CECL: managing implementation through collaboration
The accounting standard Current Expected Credit Loss (CECL), which requires banks to calculate expected credit losses and incorporate resulting provisions into its P&L statements, necessitates a flexible, adaptable technology solution that will enable closer collaboration among finance, risk and reporting functions.
Will Newcomer, VP of product and strategy, and Bart Everaert, market manager, risk and finance, Wolters Kluwer in the Americas, examine what a suitable technology solution for banks impacted by the standard looks like.
The deadline to CECL, the equivalent protocol from the Financial Accounting Standards Board (FASB) for predicting the extent and impact of credit impairments, is determined by a business’s fiscal year, whether it is a Securities and Exchange Commission (SEC) filer and whether it meets the definition of a public business entity (PBE). It will be the first day of the fiscal year beginning after 15 December 2019, for financial companies that have publicly held equity and that meet the definition of a US SEC filer (1 January 2020 for calendar-year entities). All others will have a year after that to get the job done.
That means the leaders of institutions that adhere to US GAAP will have to start thinking about the changes they will need to make between now and then to their technology and their activities overall. If they run global enterprises that answer to the FASB and IASB in different jurisdictions, moreover they are likely to find that the race to implement IFRS 9 has been merely the first of two heats.
CECL: the movie
Whereas other supervisory frameworks provide a snapshot of an institution at one or a few points in the year, CECL is more like a movie that tells the story of its life, warts and all. Especially the warts, in fact, considering the extreme provisioning procedures under the lifetime-loss rule.
It’s not an obscure art house film that few people will ever see, either. CECL calculations involve forecasts and educated guesses, but this is no mere what-if exercise. The results will determine real-world provisions and therefore real-world profits under ordinary operating conditions.
Compliance with the standard, therefore, is akin to producing a documentary, albeit one where viewpoints are often presented as facts, and not a fictionalised account. It’s one that will be scrutinised by a wide and influential audience – in the boardroom, at agencies like the Fed and the SEC, and on Wall Street – that will not hesitate to offer judgments on an organisation’s management, particularly regarding its use of capital.
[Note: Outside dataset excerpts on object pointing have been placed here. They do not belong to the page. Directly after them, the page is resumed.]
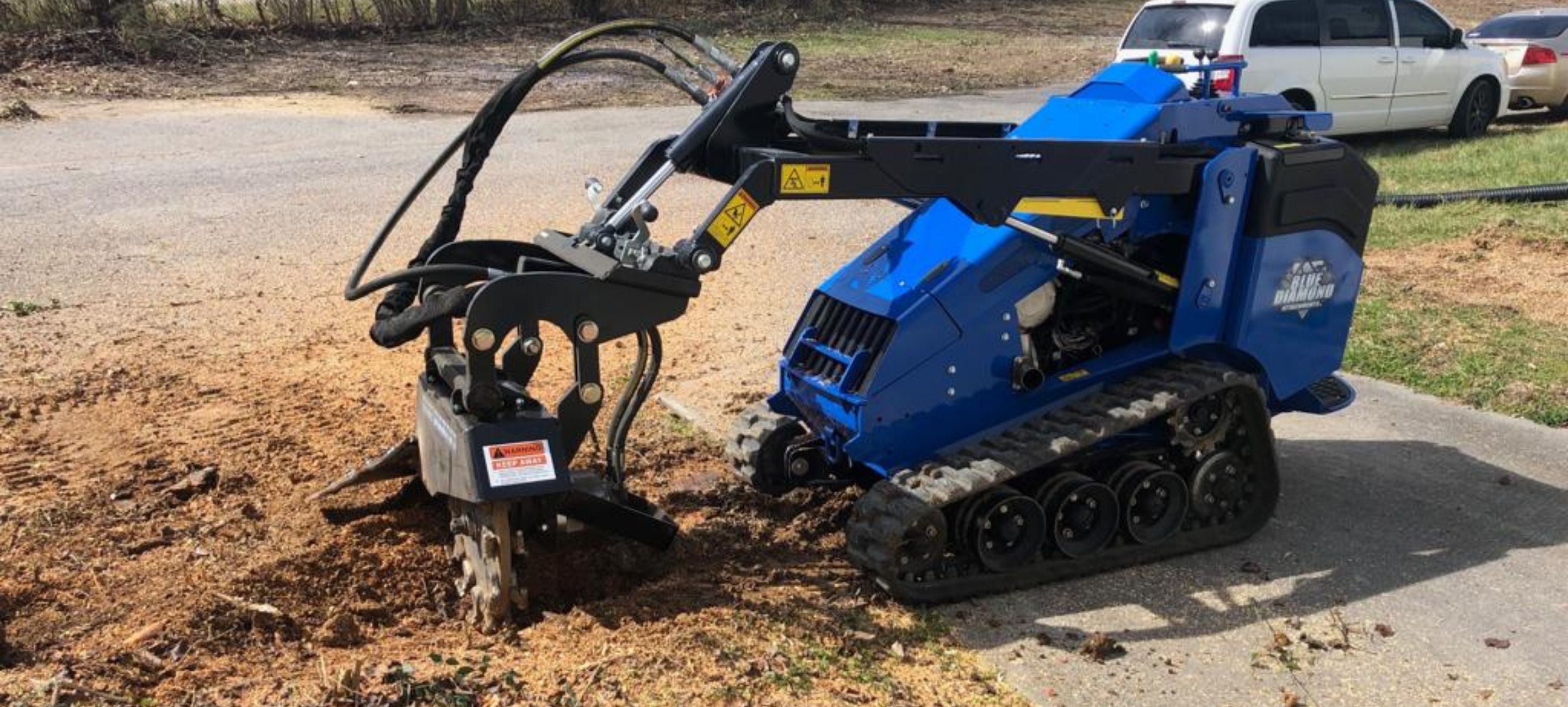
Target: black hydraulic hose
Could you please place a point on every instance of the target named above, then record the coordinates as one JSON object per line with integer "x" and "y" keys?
{"x": 651, "y": 355}
{"x": 557, "y": 59}
{"x": 1510, "y": 195}
{"x": 634, "y": 380}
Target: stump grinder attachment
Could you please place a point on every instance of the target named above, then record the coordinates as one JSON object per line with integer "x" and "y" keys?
{"x": 1062, "y": 361}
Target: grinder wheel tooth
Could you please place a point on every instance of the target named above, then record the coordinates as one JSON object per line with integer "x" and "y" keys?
{"x": 490, "y": 567}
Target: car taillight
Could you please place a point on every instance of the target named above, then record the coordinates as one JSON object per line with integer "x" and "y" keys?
{"x": 1537, "y": 54}
{"x": 1225, "y": 80}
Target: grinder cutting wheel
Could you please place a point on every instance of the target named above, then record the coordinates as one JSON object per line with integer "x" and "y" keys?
{"x": 1062, "y": 361}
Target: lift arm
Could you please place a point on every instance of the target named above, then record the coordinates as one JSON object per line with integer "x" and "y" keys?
{"x": 751, "y": 139}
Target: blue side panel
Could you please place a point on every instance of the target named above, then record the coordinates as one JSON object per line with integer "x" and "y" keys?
{"x": 1217, "y": 228}
{"x": 1294, "y": 314}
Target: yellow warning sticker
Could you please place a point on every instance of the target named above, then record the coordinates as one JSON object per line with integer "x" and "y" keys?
{"x": 1073, "y": 375}
{"x": 733, "y": 219}
{"x": 805, "y": 179}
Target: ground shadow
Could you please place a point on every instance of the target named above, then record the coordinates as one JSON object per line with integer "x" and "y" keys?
{"x": 1357, "y": 519}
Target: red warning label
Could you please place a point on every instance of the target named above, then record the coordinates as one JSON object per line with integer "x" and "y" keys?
{"x": 518, "y": 463}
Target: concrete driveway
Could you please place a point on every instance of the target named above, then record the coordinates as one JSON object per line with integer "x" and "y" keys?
{"x": 1441, "y": 524}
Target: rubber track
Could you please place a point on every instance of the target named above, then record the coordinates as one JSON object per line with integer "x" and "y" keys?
{"x": 893, "y": 505}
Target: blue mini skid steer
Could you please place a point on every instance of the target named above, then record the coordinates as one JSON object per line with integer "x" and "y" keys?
{"x": 1062, "y": 361}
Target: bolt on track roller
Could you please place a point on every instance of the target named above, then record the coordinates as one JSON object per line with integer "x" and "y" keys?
{"x": 1062, "y": 361}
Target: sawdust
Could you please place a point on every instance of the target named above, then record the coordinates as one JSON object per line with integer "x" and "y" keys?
{"x": 1498, "y": 265}
{"x": 159, "y": 546}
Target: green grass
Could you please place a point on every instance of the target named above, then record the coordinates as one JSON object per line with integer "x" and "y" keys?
{"x": 1509, "y": 156}
{"x": 1410, "y": 228}
{"x": 1489, "y": 358}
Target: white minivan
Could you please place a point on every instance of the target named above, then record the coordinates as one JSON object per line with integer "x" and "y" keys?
{"x": 1376, "y": 65}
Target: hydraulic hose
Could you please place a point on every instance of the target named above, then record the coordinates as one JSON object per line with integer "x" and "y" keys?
{"x": 391, "y": 326}
{"x": 645, "y": 370}
{"x": 482, "y": 134}
{"x": 1510, "y": 195}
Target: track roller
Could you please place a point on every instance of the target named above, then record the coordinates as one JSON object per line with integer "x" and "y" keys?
{"x": 1003, "y": 529}
{"x": 1219, "y": 487}
{"x": 1081, "y": 513}
{"x": 760, "y": 447}
{"x": 1153, "y": 500}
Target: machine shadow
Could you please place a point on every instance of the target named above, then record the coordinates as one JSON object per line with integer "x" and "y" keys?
{"x": 1355, "y": 519}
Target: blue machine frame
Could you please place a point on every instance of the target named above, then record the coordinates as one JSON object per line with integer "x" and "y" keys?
{"x": 1277, "y": 306}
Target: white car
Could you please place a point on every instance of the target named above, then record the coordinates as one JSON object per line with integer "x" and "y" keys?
{"x": 1376, "y": 65}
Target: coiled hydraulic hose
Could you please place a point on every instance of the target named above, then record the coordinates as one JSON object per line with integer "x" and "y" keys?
{"x": 393, "y": 328}
{"x": 1510, "y": 195}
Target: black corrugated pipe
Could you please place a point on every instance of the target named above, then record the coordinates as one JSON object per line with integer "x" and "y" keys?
{"x": 1510, "y": 195}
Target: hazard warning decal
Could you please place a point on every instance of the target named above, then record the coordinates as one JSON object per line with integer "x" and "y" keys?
{"x": 520, "y": 463}
{"x": 733, "y": 219}
{"x": 806, "y": 179}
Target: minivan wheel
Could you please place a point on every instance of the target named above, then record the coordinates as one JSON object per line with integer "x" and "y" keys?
{"x": 1301, "y": 100}
{"x": 1476, "y": 110}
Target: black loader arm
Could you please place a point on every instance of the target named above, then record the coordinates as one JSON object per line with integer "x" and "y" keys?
{"x": 751, "y": 139}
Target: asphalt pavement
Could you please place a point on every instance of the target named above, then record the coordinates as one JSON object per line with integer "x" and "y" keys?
{"x": 1410, "y": 530}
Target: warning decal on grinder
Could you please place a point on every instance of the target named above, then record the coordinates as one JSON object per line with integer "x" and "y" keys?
{"x": 518, "y": 463}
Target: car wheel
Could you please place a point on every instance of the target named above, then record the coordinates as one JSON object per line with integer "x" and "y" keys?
{"x": 1476, "y": 110}
{"x": 1301, "y": 100}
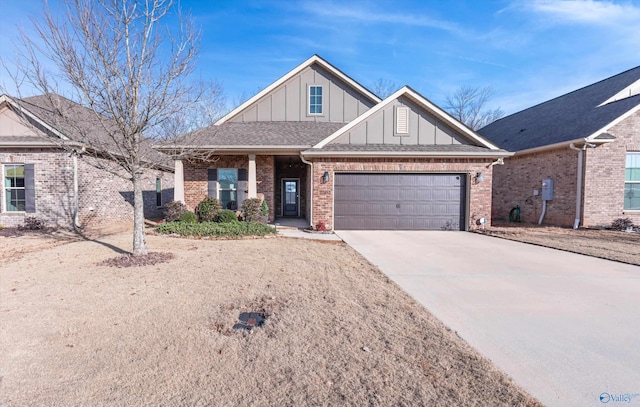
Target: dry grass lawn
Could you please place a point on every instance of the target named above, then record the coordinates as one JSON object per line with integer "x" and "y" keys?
{"x": 606, "y": 244}
{"x": 338, "y": 331}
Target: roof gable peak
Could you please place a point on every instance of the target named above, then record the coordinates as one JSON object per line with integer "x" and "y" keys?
{"x": 314, "y": 59}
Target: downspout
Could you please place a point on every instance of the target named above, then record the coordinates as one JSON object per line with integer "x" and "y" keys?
{"x": 76, "y": 211}
{"x": 580, "y": 151}
{"x": 579, "y": 181}
{"x": 310, "y": 164}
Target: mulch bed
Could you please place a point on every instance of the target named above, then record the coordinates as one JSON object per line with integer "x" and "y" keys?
{"x": 129, "y": 260}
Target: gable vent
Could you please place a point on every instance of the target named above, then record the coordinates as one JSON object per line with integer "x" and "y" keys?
{"x": 402, "y": 120}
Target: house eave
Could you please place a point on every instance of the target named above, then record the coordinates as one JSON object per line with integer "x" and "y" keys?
{"x": 407, "y": 154}
{"x": 562, "y": 144}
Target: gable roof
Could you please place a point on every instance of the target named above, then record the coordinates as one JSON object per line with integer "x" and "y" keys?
{"x": 315, "y": 59}
{"x": 256, "y": 136}
{"x": 87, "y": 130}
{"x": 423, "y": 102}
{"x": 581, "y": 114}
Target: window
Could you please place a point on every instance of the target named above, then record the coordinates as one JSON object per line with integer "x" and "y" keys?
{"x": 228, "y": 188}
{"x": 315, "y": 100}
{"x": 158, "y": 192}
{"x": 402, "y": 120}
{"x": 14, "y": 188}
{"x": 632, "y": 182}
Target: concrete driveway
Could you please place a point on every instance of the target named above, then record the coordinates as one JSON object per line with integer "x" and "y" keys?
{"x": 566, "y": 327}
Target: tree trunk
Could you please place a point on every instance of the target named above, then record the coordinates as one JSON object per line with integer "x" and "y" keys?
{"x": 139, "y": 241}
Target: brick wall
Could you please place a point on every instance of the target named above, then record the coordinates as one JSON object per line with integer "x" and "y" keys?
{"x": 110, "y": 197}
{"x": 604, "y": 175}
{"x": 514, "y": 182}
{"x": 106, "y": 197}
{"x": 480, "y": 193}
{"x": 195, "y": 178}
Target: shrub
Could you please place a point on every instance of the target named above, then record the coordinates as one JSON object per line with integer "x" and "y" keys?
{"x": 252, "y": 209}
{"x": 32, "y": 223}
{"x": 188, "y": 217}
{"x": 227, "y": 216}
{"x": 228, "y": 230}
{"x": 174, "y": 210}
{"x": 621, "y": 224}
{"x": 208, "y": 209}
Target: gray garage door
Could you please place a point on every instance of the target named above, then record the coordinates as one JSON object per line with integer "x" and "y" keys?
{"x": 399, "y": 201}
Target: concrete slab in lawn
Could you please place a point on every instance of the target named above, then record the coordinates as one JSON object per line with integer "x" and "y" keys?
{"x": 564, "y": 326}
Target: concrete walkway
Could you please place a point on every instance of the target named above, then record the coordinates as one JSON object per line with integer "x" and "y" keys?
{"x": 566, "y": 327}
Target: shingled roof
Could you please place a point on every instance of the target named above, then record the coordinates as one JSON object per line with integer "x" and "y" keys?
{"x": 67, "y": 122}
{"x": 569, "y": 117}
{"x": 294, "y": 135}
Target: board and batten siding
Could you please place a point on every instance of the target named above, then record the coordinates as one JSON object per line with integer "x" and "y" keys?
{"x": 289, "y": 101}
{"x": 424, "y": 129}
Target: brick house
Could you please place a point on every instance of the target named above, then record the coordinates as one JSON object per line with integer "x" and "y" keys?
{"x": 319, "y": 146}
{"x": 42, "y": 179}
{"x": 586, "y": 142}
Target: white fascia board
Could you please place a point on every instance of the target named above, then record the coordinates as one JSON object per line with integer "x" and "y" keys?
{"x": 561, "y": 144}
{"x": 7, "y": 99}
{"x": 620, "y": 118}
{"x": 291, "y": 74}
{"x": 407, "y": 154}
{"x": 407, "y": 91}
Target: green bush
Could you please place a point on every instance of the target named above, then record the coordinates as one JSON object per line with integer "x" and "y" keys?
{"x": 188, "y": 217}
{"x": 227, "y": 216}
{"x": 252, "y": 210}
{"x": 174, "y": 210}
{"x": 208, "y": 209}
{"x": 229, "y": 230}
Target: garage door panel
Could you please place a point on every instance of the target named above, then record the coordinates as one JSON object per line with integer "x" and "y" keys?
{"x": 399, "y": 201}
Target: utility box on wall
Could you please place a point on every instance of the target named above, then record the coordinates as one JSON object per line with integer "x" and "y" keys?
{"x": 547, "y": 189}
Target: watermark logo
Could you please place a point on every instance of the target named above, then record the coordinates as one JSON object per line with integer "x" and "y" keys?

CECL will require institutions to come up with their best estimate of credit impairments using their best predictions of the operating environment that they will face. They will have to supply much of this information daily. And the results will not be regarded merely as the outcome of a hypothetical exercise; they will be factored into the financial statements presented to regulators, the board and investors and treated as a testament to their credit risk and capital management prowess.
As they set about implementing CECL, that prospect should force executives to contemplate another hypothetical: What if a model that is poorly thought out or poorly executed, or perhaps data management processes that are not up to the daily grind of CECL calculations, gets it wrong and generates provision forecasts that are too low or too high when regulators and the stock market demand that they be just right? With so much on the line, an institution’s personnel must work together as never before, with all functions, particularly finance, risk and reporting, performing in concert.
Speaking with a common voice
They should be of like minds and speak with a common voice. And they will need tools that are organized the same way, as a fully integrated solution that doesn’t just conform to the desired holistic organizational structure, but strengthens it. The need to be right, right at the start and in the most efficient and economical – in time and money – way, means that institutions should put their best people on the job. They, in turn, will need the support of specialists that offer the best technology, experience and expertise.
Together they can implement a CECL solution that is flexible, adaptable, consistent and, perhaps most important, durable so that it will be able to perform a range of complex operations simply and elegantly, and then perform them repeatedly.
Just how formidable a challenge an institution will face in putting CECL into effect depends substantially on how far along the road it has gone toward integrating key departments, particularly risk, finance and reporting, and following the other guidelines set by the BCBS and the accounting standards boards, such as adopting a more forward-thinking approach and greater flexibility in decision making. If material progress has already been made in these areas, then preparing for the new standard will be mainly an engineering problem. Such well positioned businesses will have to upgrade and/or reconfigure systems to calculate impairment allowances and their impact on the profit-and-loss statement, capital requirements and other key metrics, and to produce the relevant disclosures for supervisory authorities.
For institutions that still have a compartmentalised, siloed organizational structure in place, a more thorough, comprehensive overhaul will be in order, and sooner rather than later. Enhancing communication and cooperation among a bank’s key functions is emphasised by regulators and accounting standard setters across the board.
The need to heed that advice may be most acute, however, when it comes to implementing CECL.